Symptom: Saltcorn exits with a PostgreSQL connection refused error. Fix: The database container isn’t ready yet. The health check and depends_on condition should handle this, but if you see the error on first boot, wait 30 seconds and restart: docker compose restart saltcorn.

Plugins fail to install

Symptom: Installing a plugin from the marketplace hangs or errors. Fix: The container needs outbound internet access to download plugins from npm. Verify DNS resolution works inside the container: docker exec saltcorn ping -c 1 registry.npmjs.org. If behind a firewall, ensure port 443 outbound is open.

File uploads disappear after container restart

Symptom: Uploaded files show broken links after recreating the container. Fix: Add a volume mount for the file store directory. Without it, /root/.local/share/saltcorn inside the container is ephemeral. See the “Persisting File Uploads” section above.

App shows “Internal Server Error” on page load

Symptom: Pages that worked previously return 500 errors. Fix: Check logs with docker logs saltcorn. Common causes: a plugin update broke compatibility (downgrade via Settings → Plugins), or a view references a deleted table field. The error log usually identifies the specific view or plugin causing the issue.

Resource Requirements

ResourceMinimumRecommended
RAM512 MB (SQLite) / 1 GB (PostgreSQL)2 GB
CPU1 core2 cores
Disk2 GB10 GB
Containers1 (SQLite) / 2 (PostgreSQL)2

Saltcorn is one of the lightest no-code platforms available. The Node.js server idles at around 100-150 MB RAM. PostgreSQL adds another 100-200 MB. Total stack footprint is under 500 MB idle — a fraction of what Appsmith or Appwrite require.

Verdict

The practical choice for Saltcorn is clear: if you want a no-code app builder that runs on minimal hardware and genuinely requires zero code, this is it. It fills the gap between “spreadsheet with a UI” (Airtable, NocoDB) and “full low-code IDE” (Appsmith, ToolJet). You won’t build a complex internal dashboard with 50 API integrations — that’s ToolJet’s territory. But for database-backed web apps with forms, lists, authentication, and role-based access, Saltcorn delivers with a fraction of the complexity and resource requirements.

FAQ

Can Saltcorn replace Airtable?

For the data management and views aspect, yes — Saltcorn handles tables, views, filters, and forms. It goes beyond Airtable by letting you build full web applications with pages, authentication, and custom layouts. It lacks Airtable’s collaboration features and polished UI, but you own all the data. See Self-Hosted Alternatives to Airtable.

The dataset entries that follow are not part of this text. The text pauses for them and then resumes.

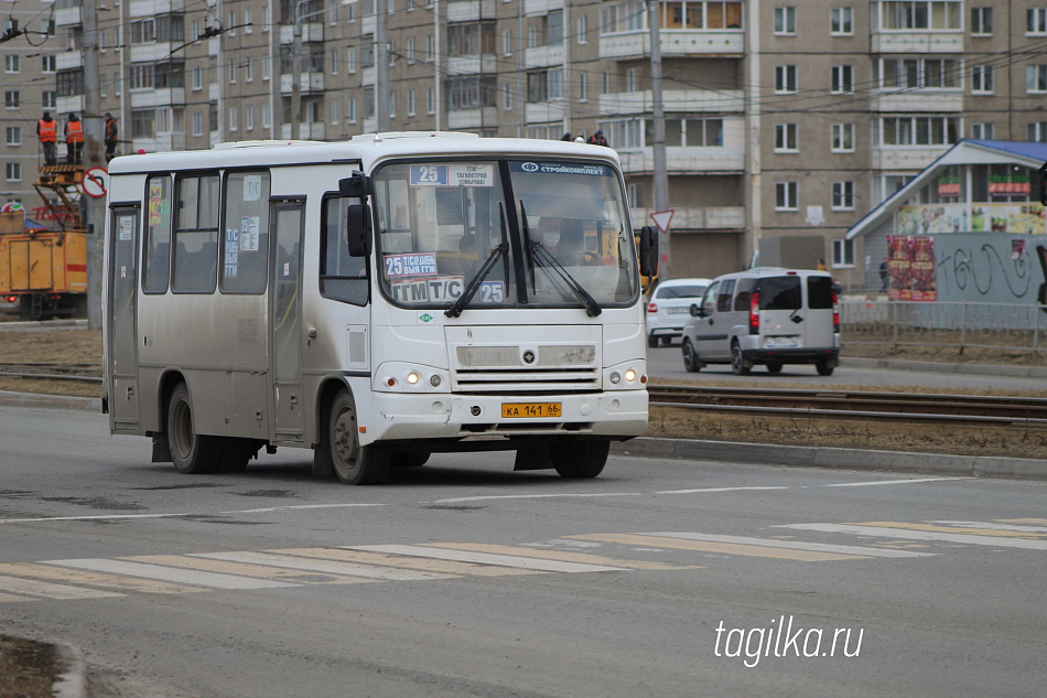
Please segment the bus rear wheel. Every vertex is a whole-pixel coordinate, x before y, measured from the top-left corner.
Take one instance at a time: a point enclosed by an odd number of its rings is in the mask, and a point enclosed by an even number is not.
[[[327,434],[331,464],[338,480],[347,485],[370,485],[385,476],[389,450],[378,443],[360,445],[356,404],[344,390],[331,404]]]
[[[220,464],[220,440],[201,436],[193,430],[193,406],[184,383],[175,386],[168,400],[168,443],[171,445],[171,460],[180,473],[213,473]]]
[[[595,477],[607,464],[611,441],[575,441],[549,449],[561,477]]]

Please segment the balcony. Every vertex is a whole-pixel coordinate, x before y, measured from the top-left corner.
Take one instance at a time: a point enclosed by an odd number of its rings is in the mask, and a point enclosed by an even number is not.
[[[963,53],[963,32],[905,31],[873,32],[872,52],[875,53]]]
[[[963,90],[962,89],[924,89],[914,92],[888,92],[881,90],[873,93],[870,104],[873,111],[891,111],[898,114],[925,112],[957,114],[963,111]]]
[[[280,76],[280,94],[285,96],[291,96],[291,93],[294,88],[294,82],[291,75],[281,75]],[[322,93],[324,92],[324,74],[323,73],[302,73],[299,80],[299,88],[302,94],[310,93]]]
[[[745,95],[741,89],[667,89],[662,93],[666,112],[743,114]],[[600,96],[600,115],[651,114],[654,100],[650,90],[609,93]]]
[[[309,24],[302,24],[302,41],[304,43],[309,43],[313,41],[323,41],[323,40],[324,40],[324,23],[323,22],[310,22]],[[293,24],[280,25],[280,43],[281,44],[294,43],[294,25]]]
[[[654,208],[632,208],[633,228],[651,225],[650,214]],[[744,206],[692,206],[673,207],[672,230],[744,230]]]
[[[726,56],[741,58],[745,51],[745,31],[728,30],[661,30],[661,57],[690,58],[697,56]],[[632,61],[650,55],[650,33],[647,30],[603,34],[600,37],[600,57]]]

Does Saltcorn support user authentication?

Yes. Built-in email/password authentication with role-based access control (admin, staff, public, and custom roles). You can restrict views and pages by role. OAuth plugins are available for Google and GitHub login.

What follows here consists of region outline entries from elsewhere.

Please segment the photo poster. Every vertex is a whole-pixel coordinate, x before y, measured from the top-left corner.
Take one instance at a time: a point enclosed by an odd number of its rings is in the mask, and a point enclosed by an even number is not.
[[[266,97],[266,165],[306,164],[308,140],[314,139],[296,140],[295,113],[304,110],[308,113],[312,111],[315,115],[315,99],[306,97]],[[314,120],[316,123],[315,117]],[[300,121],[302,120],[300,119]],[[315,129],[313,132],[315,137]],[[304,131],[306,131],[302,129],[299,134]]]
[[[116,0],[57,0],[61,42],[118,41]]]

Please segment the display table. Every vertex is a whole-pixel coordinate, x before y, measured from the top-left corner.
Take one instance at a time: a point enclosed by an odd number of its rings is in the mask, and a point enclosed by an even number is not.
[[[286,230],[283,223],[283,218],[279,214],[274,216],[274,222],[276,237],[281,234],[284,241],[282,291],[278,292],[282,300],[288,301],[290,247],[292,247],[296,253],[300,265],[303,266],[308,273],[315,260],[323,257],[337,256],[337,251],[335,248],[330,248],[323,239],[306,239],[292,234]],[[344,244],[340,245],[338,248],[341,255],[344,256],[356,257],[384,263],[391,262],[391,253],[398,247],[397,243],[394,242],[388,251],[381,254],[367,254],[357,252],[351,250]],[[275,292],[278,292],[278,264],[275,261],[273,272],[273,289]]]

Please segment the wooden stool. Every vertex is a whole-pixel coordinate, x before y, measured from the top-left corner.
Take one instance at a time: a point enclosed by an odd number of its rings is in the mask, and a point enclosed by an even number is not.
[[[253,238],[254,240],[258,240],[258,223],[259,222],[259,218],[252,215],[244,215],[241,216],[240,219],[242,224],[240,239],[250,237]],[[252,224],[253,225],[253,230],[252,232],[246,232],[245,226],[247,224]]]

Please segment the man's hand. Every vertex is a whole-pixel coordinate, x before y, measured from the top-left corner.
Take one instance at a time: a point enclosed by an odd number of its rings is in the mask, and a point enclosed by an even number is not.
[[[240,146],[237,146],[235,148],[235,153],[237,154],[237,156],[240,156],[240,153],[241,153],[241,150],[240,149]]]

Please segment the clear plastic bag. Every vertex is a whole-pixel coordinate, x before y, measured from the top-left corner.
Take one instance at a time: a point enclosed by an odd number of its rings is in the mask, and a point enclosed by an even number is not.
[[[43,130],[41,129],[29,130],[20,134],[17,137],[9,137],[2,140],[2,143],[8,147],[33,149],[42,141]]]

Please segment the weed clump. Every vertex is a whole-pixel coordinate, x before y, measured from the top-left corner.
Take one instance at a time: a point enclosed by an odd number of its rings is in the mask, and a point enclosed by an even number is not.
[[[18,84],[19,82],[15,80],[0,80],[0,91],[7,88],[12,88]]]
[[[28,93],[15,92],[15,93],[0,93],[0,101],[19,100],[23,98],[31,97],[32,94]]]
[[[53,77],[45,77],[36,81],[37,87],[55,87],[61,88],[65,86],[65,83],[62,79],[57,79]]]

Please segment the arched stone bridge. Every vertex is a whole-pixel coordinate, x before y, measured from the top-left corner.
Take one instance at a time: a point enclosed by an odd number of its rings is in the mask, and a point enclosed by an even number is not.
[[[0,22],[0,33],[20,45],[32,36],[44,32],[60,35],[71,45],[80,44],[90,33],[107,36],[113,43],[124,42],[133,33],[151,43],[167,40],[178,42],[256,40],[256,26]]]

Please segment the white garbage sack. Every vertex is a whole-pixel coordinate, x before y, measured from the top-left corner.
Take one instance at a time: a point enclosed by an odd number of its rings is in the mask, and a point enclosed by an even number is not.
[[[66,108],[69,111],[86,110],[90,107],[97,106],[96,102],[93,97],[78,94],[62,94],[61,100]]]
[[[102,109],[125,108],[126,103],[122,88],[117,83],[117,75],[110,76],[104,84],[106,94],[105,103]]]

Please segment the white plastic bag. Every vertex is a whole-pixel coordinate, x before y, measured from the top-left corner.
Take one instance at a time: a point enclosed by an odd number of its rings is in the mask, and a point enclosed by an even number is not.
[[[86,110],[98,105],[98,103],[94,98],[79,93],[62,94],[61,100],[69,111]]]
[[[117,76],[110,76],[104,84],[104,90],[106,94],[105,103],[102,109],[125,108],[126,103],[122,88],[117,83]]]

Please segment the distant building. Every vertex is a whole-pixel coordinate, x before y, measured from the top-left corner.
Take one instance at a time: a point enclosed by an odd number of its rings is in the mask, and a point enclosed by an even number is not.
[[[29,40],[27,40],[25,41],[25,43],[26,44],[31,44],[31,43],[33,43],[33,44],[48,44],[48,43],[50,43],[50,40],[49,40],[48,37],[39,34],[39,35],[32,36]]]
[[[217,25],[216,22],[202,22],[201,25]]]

Can I export my Saltcorn app?

Yes. Saltcorn supports full export/import of applications including tables, views, pages, plugins, and data. Export from Settings → Backup as a .zip file, and import on any Saltcorn instance. There’s also a mobile app builder for packaging apps as Android/iOS apps.

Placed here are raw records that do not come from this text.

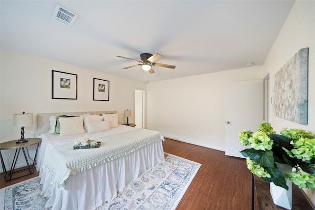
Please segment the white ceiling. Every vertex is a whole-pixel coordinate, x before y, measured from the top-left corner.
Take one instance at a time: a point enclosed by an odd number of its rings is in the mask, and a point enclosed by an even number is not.
[[[294,2],[1,0],[1,48],[145,82],[237,69],[263,63]],[[79,15],[72,27],[52,20],[57,3]],[[116,57],[142,53],[176,67]]]

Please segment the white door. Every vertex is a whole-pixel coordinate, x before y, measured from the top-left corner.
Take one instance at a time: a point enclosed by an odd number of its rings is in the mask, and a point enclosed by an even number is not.
[[[238,143],[244,128],[255,132],[263,119],[263,81],[228,82],[225,104],[225,155],[244,157],[239,152],[246,148]]]
[[[135,92],[134,123],[136,127],[144,128],[145,91],[136,90]]]

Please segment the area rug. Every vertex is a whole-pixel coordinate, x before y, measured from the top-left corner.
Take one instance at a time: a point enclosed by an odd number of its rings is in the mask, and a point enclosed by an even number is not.
[[[175,210],[201,164],[164,153],[165,162],[148,171],[98,210]],[[35,177],[0,189],[0,209],[49,210]]]

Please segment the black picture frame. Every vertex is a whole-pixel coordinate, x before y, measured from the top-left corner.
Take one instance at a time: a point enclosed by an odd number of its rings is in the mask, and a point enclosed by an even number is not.
[[[93,100],[109,101],[109,81],[93,78]]]
[[[52,99],[78,99],[78,75],[52,70]]]

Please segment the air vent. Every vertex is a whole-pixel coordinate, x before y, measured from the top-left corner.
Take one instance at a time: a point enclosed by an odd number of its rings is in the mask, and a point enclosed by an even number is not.
[[[63,23],[69,27],[71,26],[78,16],[68,9],[58,4],[53,14],[52,19]]]

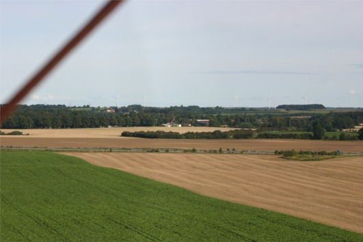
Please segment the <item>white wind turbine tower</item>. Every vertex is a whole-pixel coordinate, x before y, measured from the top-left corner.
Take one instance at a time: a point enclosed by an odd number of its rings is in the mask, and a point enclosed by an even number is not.
[[[269,109],[271,109],[271,98],[273,98],[273,96],[272,96],[271,94],[269,94],[267,97],[268,97],[267,100],[269,101]]]
[[[116,103],[116,107],[118,109],[118,98],[120,98],[121,96],[116,96],[117,98],[117,103]]]
[[[235,104],[236,107],[237,107],[237,99],[238,99],[238,95],[234,96],[234,104]]]
[[[144,107],[145,107],[146,106],[146,99],[148,99],[148,98],[146,98],[146,96],[145,96],[145,94],[144,94],[144,97],[142,98],[143,100],[144,100]]]

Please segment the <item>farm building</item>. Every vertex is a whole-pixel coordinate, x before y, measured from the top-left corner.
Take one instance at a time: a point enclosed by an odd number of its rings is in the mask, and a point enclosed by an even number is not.
[[[197,120],[197,122],[201,124],[209,124],[209,120]]]

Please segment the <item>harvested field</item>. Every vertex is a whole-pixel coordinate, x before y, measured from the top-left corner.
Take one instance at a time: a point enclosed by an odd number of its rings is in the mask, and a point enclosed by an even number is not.
[[[287,161],[273,155],[62,153],[205,196],[363,233],[363,158]]]
[[[223,131],[224,128],[206,127],[129,127],[68,129],[18,129],[29,135],[0,137],[2,146],[46,148],[151,148],[274,151],[275,150],[341,150],[343,152],[363,152],[362,141],[324,141],[307,139],[162,139],[120,137],[124,131]],[[3,129],[9,133],[14,130]]]
[[[120,138],[124,131],[157,131],[178,132],[213,132],[220,130],[222,132],[236,129],[214,127],[121,127],[121,128],[95,128],[95,129],[2,129],[5,133],[18,131],[31,137],[44,138]],[[123,138],[123,137],[122,137]]]

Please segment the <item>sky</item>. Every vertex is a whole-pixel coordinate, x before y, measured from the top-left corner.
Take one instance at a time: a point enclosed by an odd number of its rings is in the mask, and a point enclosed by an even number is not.
[[[0,0],[0,103],[104,3]],[[363,1],[130,0],[21,103],[363,107],[362,13]]]

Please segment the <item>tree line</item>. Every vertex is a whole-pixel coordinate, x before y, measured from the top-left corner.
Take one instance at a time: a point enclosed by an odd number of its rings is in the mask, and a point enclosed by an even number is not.
[[[193,107],[193,106],[191,106]],[[196,106],[198,107],[198,106]],[[228,126],[258,129],[260,131],[313,132],[319,124],[324,131],[351,129],[363,122],[363,111],[330,112],[308,118],[295,118],[288,114],[202,114],[188,111],[149,112],[147,110],[107,112],[70,109],[64,105],[19,105],[2,124],[1,129],[68,129],[111,126],[157,126],[175,120],[177,124],[191,126]],[[198,109],[197,107],[195,109]],[[209,120],[209,124],[198,120]]]

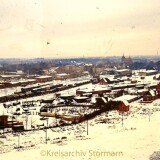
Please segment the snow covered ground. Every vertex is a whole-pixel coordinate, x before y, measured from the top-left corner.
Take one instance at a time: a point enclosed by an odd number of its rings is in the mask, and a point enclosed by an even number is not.
[[[149,108],[149,109],[148,109]],[[148,160],[154,151],[160,151],[160,100],[151,104],[131,104],[131,111],[122,116],[113,111],[81,124],[31,131],[20,135],[8,133],[0,138],[1,160]],[[99,119],[108,123],[98,123]],[[14,149],[15,148],[15,149]],[[159,157],[160,159],[160,157]]]
[[[146,79],[146,82],[148,81],[153,81],[153,77]],[[92,84],[88,84],[80,88],[91,86]],[[73,94],[76,89],[61,93]],[[53,96],[48,94],[27,98],[24,101]],[[38,107],[36,109],[38,110]],[[25,121],[25,118],[19,116],[17,120]],[[29,115],[28,127],[31,123],[41,125],[42,121],[39,118],[39,115]],[[48,122],[56,123],[56,119],[49,118]],[[46,123],[44,120],[44,125]],[[87,122],[47,131],[29,131],[20,135],[0,134],[0,160],[160,160],[159,135],[160,99],[148,104],[140,103],[139,100],[130,104],[130,111],[123,115],[123,121],[122,115],[117,111],[103,113],[89,120],[88,135]],[[17,148],[18,146],[20,148]],[[150,158],[151,155],[155,157],[157,154],[157,159]]]

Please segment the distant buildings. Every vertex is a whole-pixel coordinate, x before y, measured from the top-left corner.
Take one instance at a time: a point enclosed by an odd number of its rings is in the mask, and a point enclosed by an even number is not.
[[[122,58],[121,58],[121,66],[122,68],[128,68],[128,66],[130,66],[132,64],[132,59],[129,56],[128,58],[126,58],[123,54]]]

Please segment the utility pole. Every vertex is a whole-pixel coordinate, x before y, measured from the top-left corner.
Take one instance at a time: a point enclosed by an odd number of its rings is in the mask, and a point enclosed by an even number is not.
[[[121,112],[122,113],[122,127],[123,127],[123,112]]]
[[[87,135],[88,135],[88,119],[87,119]]]
[[[47,119],[47,127],[46,127],[46,144],[47,144],[47,139],[48,139],[48,136],[47,136],[47,128],[48,128],[48,119]]]
[[[20,148],[20,133],[18,133],[18,149]]]
[[[150,113],[150,109],[148,108],[148,118],[149,118],[149,122],[151,120],[151,113]]]

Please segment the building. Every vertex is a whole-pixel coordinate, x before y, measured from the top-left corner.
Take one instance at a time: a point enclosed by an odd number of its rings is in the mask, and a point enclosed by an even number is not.
[[[119,69],[119,70],[116,70],[116,72],[119,76],[131,76],[132,75],[132,71],[130,69]]]
[[[39,76],[39,77],[35,77],[35,79],[38,83],[42,83],[42,82],[52,81],[53,77],[52,76]]]
[[[156,91],[149,90],[143,95],[143,102],[151,103],[157,98]]]
[[[123,54],[122,58],[121,58],[121,66],[122,68],[127,68],[128,66],[130,66],[132,64],[132,59],[129,56],[128,58],[126,58]]]

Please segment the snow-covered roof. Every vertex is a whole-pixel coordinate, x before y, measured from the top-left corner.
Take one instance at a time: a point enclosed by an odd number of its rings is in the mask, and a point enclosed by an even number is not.
[[[130,101],[136,97],[137,97],[136,95],[123,95],[123,96],[115,98],[114,100],[116,100],[116,101],[125,101],[125,100]]]
[[[52,78],[52,76],[39,76],[39,77],[36,77],[38,79],[43,79],[43,78]]]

What’s the difference between Saltcorn and NocoDB?

NocoDB is a spreadsheet-database hybrid (like Airtable) — it turns any database into a spreadsheet interface. Saltcorn is an application builder — you create full web apps with pages, views, forms, and authentication. NocoDB is better for data management; Saltcorn is better for building end-user applications.